War-ravaged northern Uganda is to be reconstructed at a cost of US$600 million, according to the government.
The rehabilitation, announced by President Yoweri Museveni on 16 October, is intended to restore stability to the region after 20 years of warfare pitting the Ugandan government against the Lord's Resistance Army (LRA), a brutal insurgency that often targeted civilians for murder, maiming and abduction.
Hundreds of thousands of people were displaced and forced to live in crowded camps.
Most of the funding is expected to come from donors and a conference is being organised to secure funding commitments, according to David Wakikona, the minister in charge of the region.
"The goal of the plan is stabilisation in order to consolidate peace, recovery and rehabilitation of the north," Museveni said.
He said the Peace, Recovery and Development Plan (PRDP) for Northern Uganda would be implemented over the next three years. Some funds were, however, immediately available to help people who were maimed during the conflict.
In a related development, the UN World Food Programme (WFP) for the first time in Uganda launched a food airdrop operation as part of an effort to reach tens of thousands of displaced people after heavy rains and severe flooding made aid delivery by road in northern and eastern regions of the country impossible.

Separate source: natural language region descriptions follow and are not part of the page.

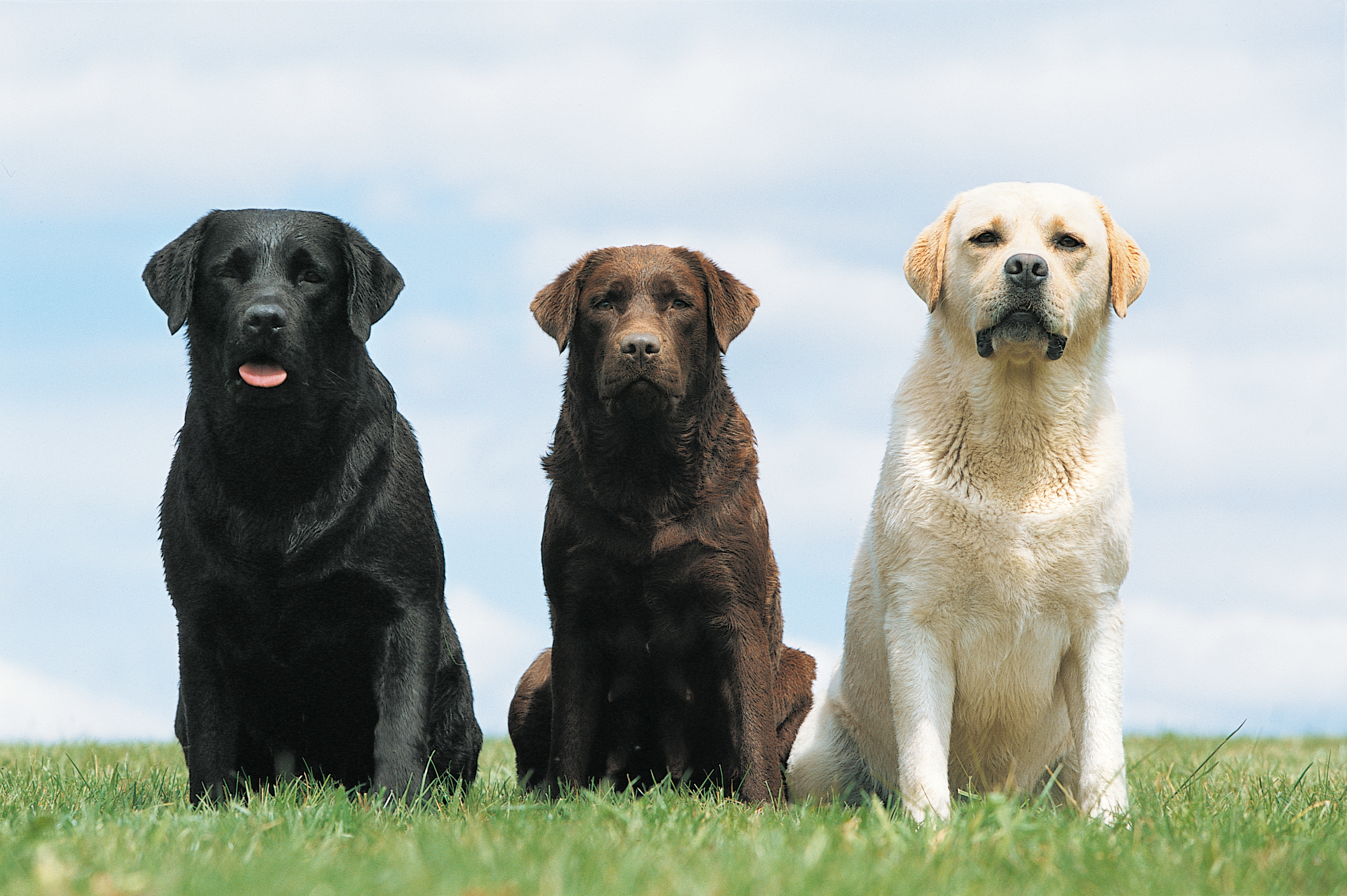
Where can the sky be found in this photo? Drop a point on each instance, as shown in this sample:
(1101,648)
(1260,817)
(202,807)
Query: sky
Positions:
(485,146)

An Antonov-12 cargo aircraft on 13 October started a month-long operation to drop food from the air to thousands of displaced people, according to a statement. Cereals, pulses, sugar and highly nutritious corn-soya blend were being delivered by air from stores in the northern town of Gulu.

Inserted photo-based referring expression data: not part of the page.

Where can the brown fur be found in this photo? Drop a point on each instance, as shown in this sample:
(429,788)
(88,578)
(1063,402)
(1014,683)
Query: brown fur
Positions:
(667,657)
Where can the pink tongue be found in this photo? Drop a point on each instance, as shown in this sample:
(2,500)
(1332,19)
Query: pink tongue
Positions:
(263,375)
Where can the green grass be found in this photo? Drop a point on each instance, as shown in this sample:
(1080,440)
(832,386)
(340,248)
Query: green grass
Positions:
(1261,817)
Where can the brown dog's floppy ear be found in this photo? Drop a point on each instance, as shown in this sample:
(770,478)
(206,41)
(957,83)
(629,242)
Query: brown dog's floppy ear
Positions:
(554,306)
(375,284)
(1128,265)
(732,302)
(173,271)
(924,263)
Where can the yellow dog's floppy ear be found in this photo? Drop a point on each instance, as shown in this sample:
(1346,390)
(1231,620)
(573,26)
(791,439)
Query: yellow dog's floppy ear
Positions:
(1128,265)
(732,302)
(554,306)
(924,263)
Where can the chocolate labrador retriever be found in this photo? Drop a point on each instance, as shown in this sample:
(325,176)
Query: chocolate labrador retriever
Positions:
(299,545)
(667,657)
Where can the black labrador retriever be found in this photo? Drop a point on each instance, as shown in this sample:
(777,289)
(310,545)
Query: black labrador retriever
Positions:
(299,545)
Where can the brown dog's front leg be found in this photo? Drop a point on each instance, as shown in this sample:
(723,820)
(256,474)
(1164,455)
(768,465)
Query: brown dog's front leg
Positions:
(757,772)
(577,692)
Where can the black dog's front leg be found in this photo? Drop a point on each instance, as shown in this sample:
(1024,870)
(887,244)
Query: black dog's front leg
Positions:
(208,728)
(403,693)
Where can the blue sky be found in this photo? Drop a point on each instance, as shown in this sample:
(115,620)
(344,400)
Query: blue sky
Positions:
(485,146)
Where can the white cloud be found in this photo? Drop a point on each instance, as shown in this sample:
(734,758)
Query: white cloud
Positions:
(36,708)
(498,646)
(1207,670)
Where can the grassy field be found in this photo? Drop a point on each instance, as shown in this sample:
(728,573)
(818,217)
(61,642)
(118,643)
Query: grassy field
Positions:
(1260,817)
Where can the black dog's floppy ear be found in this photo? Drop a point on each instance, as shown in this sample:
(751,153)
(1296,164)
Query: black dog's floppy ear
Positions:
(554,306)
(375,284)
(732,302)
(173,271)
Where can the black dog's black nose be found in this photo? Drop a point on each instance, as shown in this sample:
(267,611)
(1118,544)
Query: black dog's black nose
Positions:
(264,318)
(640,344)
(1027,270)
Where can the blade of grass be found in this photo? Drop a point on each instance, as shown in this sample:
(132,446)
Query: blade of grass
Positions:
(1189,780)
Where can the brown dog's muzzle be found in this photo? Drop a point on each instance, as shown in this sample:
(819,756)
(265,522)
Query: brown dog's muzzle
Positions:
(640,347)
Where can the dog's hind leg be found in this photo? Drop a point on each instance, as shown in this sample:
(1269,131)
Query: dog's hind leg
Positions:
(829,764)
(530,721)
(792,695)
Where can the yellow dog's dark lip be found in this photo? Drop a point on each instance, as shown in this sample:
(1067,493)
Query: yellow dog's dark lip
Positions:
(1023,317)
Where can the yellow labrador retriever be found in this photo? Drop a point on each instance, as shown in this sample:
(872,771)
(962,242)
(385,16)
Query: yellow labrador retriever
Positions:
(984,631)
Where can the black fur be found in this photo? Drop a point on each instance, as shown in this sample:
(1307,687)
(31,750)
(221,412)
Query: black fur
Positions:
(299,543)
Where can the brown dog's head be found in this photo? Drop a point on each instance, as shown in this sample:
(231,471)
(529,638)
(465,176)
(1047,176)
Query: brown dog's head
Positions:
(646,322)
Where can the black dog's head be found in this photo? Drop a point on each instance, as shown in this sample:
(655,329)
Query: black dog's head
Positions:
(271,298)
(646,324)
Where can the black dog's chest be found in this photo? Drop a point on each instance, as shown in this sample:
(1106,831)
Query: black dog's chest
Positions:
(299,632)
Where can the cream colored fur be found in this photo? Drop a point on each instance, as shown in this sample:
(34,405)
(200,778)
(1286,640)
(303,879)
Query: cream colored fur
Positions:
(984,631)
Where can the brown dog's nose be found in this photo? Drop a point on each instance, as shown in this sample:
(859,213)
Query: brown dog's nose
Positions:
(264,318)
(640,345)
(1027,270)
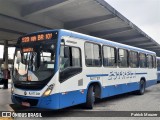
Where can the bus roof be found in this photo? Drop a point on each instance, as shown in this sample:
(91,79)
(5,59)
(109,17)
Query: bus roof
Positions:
(63,32)
(100,40)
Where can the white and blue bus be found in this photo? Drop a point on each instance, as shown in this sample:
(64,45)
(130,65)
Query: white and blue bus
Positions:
(55,69)
(158,69)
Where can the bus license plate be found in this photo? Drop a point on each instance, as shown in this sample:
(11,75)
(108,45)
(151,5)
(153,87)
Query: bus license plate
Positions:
(26,104)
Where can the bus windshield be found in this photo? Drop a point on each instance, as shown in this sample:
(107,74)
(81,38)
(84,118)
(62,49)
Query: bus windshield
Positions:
(34,63)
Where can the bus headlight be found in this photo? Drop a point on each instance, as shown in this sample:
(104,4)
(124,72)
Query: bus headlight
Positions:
(49,90)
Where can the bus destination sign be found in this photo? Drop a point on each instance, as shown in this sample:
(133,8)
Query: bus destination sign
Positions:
(39,37)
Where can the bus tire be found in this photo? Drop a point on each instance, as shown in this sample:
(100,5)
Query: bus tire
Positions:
(142,86)
(90,98)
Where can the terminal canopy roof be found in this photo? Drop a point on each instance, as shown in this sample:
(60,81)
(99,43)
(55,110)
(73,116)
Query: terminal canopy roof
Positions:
(92,17)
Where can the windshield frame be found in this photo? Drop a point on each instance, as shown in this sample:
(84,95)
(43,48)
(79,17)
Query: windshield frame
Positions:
(35,84)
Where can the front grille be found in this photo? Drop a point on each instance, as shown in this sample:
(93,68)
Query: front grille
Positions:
(33,102)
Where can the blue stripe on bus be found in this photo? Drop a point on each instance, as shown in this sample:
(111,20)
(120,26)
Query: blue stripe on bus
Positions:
(140,73)
(59,100)
(96,75)
(99,75)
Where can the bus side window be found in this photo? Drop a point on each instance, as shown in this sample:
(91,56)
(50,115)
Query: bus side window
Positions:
(70,62)
(142,60)
(123,58)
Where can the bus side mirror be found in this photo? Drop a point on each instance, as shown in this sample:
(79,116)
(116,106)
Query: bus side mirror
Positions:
(66,52)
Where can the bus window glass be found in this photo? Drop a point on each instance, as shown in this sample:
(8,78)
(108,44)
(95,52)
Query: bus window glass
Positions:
(142,60)
(149,61)
(76,57)
(69,57)
(123,58)
(93,54)
(154,61)
(133,56)
(109,59)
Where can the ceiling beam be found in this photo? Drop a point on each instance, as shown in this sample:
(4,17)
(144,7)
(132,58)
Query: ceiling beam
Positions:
(39,7)
(110,32)
(23,21)
(126,38)
(12,31)
(149,46)
(137,42)
(88,21)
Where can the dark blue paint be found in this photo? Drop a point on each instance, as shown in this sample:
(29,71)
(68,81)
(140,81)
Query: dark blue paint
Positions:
(96,75)
(141,73)
(59,100)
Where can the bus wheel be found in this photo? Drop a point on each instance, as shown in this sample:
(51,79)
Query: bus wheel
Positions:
(142,86)
(90,98)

"Resorting to food airdrops reflects the severity of the heavy rains and floods, which in some parts of Uganda are the worst in 35 years," said WFP Uganda Acting Country Director Alix Loriston. "There is simply no other way to get survival rations to isolated people.”

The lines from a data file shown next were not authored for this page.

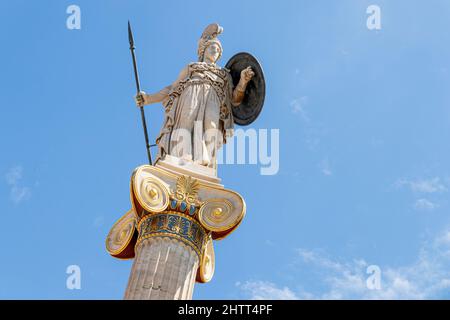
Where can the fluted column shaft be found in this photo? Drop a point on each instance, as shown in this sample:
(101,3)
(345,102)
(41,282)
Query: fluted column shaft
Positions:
(164,269)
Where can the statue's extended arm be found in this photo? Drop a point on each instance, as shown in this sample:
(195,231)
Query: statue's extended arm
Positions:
(143,99)
(239,90)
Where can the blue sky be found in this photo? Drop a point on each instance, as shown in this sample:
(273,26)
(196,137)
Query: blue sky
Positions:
(364,123)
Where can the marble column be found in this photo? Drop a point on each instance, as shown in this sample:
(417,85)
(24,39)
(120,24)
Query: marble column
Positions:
(164,269)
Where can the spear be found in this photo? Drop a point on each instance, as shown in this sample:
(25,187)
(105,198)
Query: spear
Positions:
(138,88)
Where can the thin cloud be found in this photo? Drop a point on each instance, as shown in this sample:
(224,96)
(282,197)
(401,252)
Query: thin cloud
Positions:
(433,185)
(13,178)
(426,278)
(425,205)
(264,290)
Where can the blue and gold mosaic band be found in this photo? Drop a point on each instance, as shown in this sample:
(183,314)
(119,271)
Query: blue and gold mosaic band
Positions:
(175,225)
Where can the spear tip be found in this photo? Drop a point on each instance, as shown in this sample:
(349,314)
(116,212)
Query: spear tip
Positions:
(130,35)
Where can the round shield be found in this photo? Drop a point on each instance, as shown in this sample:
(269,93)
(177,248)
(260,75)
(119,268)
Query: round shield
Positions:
(251,106)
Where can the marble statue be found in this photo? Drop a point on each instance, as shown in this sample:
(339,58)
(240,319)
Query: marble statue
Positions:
(198,105)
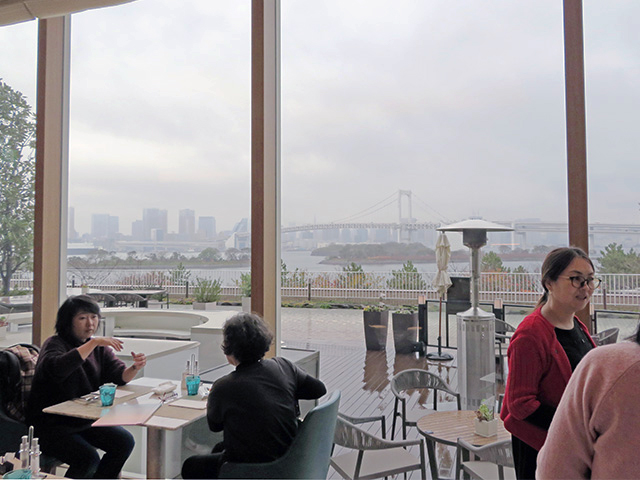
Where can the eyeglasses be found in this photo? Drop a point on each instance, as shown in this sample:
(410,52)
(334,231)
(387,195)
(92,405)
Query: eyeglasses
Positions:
(579,281)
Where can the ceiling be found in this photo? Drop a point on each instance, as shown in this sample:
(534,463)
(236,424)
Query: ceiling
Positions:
(16,11)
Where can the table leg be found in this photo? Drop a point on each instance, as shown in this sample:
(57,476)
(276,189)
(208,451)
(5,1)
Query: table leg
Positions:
(433,461)
(155,452)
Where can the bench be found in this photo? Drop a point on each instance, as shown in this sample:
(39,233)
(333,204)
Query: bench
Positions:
(201,326)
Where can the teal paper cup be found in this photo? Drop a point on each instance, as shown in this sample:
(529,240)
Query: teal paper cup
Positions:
(107,394)
(193,384)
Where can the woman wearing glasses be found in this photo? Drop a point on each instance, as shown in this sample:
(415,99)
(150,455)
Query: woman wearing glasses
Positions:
(544,351)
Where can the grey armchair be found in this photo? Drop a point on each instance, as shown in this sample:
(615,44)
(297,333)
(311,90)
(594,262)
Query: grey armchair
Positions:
(308,455)
(416,379)
(372,456)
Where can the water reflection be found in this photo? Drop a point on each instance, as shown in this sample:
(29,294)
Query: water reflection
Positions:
(375,372)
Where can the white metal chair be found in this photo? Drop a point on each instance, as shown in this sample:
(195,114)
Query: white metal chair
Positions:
(504,331)
(493,461)
(372,456)
(416,379)
(606,337)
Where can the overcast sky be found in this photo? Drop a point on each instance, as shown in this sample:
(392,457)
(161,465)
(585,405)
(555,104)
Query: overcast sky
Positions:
(461,102)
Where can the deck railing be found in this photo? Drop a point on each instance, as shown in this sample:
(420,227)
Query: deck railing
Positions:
(616,290)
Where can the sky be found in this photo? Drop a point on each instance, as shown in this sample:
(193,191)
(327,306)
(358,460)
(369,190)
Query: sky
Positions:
(462,103)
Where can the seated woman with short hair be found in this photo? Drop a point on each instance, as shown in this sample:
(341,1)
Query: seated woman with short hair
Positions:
(73,363)
(256,406)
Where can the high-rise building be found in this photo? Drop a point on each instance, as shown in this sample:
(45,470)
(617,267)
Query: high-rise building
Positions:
(71,224)
(104,225)
(207,227)
(154,219)
(187,224)
(137,230)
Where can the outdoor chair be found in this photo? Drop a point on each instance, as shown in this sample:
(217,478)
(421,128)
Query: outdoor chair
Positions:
(494,461)
(606,337)
(124,299)
(504,331)
(307,457)
(372,456)
(416,379)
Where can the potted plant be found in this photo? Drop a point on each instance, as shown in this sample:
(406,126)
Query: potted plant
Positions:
(485,421)
(405,329)
(245,291)
(376,324)
(207,293)
(3,327)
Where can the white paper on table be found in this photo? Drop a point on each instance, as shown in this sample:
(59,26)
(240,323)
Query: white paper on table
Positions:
(122,393)
(183,402)
(164,422)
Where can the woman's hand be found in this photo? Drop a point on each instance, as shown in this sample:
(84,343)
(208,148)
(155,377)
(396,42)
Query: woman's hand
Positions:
(88,347)
(139,361)
(114,343)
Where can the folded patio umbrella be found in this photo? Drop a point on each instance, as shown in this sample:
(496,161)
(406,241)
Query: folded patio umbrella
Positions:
(441,283)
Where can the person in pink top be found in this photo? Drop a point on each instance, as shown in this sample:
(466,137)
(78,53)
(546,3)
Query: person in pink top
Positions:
(543,351)
(594,433)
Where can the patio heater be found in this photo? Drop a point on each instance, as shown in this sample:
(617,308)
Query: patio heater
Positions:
(476,328)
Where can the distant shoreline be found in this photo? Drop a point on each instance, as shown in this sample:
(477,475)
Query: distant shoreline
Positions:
(458,256)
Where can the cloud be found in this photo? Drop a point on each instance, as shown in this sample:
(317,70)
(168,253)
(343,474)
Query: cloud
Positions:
(460,102)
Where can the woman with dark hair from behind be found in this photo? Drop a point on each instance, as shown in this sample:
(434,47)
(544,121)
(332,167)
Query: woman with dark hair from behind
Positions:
(73,363)
(255,406)
(544,350)
(594,433)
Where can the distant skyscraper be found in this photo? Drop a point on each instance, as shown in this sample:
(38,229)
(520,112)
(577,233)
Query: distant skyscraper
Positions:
(241,227)
(207,227)
(153,219)
(187,223)
(104,225)
(137,230)
(100,225)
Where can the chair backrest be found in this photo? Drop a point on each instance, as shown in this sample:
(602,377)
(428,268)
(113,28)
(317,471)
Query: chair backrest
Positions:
(418,378)
(349,435)
(17,367)
(307,457)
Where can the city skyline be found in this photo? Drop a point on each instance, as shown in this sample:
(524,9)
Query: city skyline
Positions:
(426,96)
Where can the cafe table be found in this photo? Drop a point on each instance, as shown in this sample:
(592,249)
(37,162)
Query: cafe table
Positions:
(168,417)
(447,427)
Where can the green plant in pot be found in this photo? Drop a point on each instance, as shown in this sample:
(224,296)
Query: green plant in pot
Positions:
(376,324)
(207,293)
(245,289)
(405,329)
(485,422)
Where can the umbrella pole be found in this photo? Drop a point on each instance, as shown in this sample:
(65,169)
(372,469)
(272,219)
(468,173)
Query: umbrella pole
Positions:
(439,355)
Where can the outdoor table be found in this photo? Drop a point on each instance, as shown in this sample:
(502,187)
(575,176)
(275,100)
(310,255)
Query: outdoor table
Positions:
(146,293)
(447,427)
(167,417)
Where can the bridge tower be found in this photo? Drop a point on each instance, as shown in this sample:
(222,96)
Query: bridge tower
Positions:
(404,234)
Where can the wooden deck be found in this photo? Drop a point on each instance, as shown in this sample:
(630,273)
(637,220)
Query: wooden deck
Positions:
(363,378)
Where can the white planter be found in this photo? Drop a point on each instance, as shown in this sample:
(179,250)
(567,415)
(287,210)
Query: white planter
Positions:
(246,304)
(486,429)
(204,305)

Flooding has directly affected 300,000 people in northern and eastern Uganda, while tens of thousands of displaced in the north of the country are still unreachable as floodwaters have cut off roads.
The northern Uganda rehabilitation plan's other immediate priority requirements include the provision of safe drinking water, rebuilding of schools, establishing health services and carrying out immunisation campaigns and HIV/AIDS awareness programmes. Other services envisaged under the plan include micro-finance facilities and the provision of farming implements.
In 2005, the number of displaced people's camps in the northern regions of Acholi, Lango, West Nile and Teso was put at 242, with an estimated population of 1.8 million. People have, however, been returning to their homes of origin as security improved following the stepping-up of military operations against the LRA and the ongoing peace talks in Juba, the capital of Southern Sudan.
By end-June 2007, it was estimated that 916,000 people remained in camps, mainly in the Acholi sub-region, while 539,000 had returned their villages. About 381,000 people had moved to new transit settlements near their villages, according to the UN Refugee Agency, UNHCR.